I'm not looking forward to the waking up early part. Or actually the wedding part. Or the reception part. But I am looking forward to the meaningless sex with some random guy I meet at the reception part.
Did I get blown in the bathroom? Yes. Did she throw up cranberry juice on my shorts? Yes. Did she finish the job? Yes.
last night i found out that my 11 year old cousin used me as an example of what not to do in her D.A.R.E. speech. awesome.
If you know any fat girls who would pay me for sex, I am low on money and morals right now
what started as sign language exam pre-drinks to calm the nerves turned into me waving at a deaf woman for 20 minutes
Hey got that picture this morning. 1. clean your room 2.what happened to your nail? and 3. your penis is amazing,.
We had sex under a tree in his boss's backyard, then I hooked up with his best friend. I don't even care how I got home.
Also I feel that I would be a hell of a sled dog operator.
Next time you see his dad you should let him know you are now Eskimo brothers.
hahahaha what do we need the kangaroos for? please tell me we release them instead of doves
I think I have to break up with him.
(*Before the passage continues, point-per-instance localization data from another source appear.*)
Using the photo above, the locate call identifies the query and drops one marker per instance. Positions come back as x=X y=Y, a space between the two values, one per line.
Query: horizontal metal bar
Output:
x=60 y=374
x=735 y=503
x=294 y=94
I just cried, not moaned, screamed, etc, cried, with tears of sadness and disappointment when I came.
Dude I was walking down the street and threw up in a plastic cvs bag. Tequila wins again.
My body is telling me there was tequila. My pictures say it was Jeff's fault
Dude I was tripping acid when she was crying and I literally couldn't defend myself
I think I am just gonna marry that lesbian. She is more of a respectful gentleman than any of the guys I've slept with.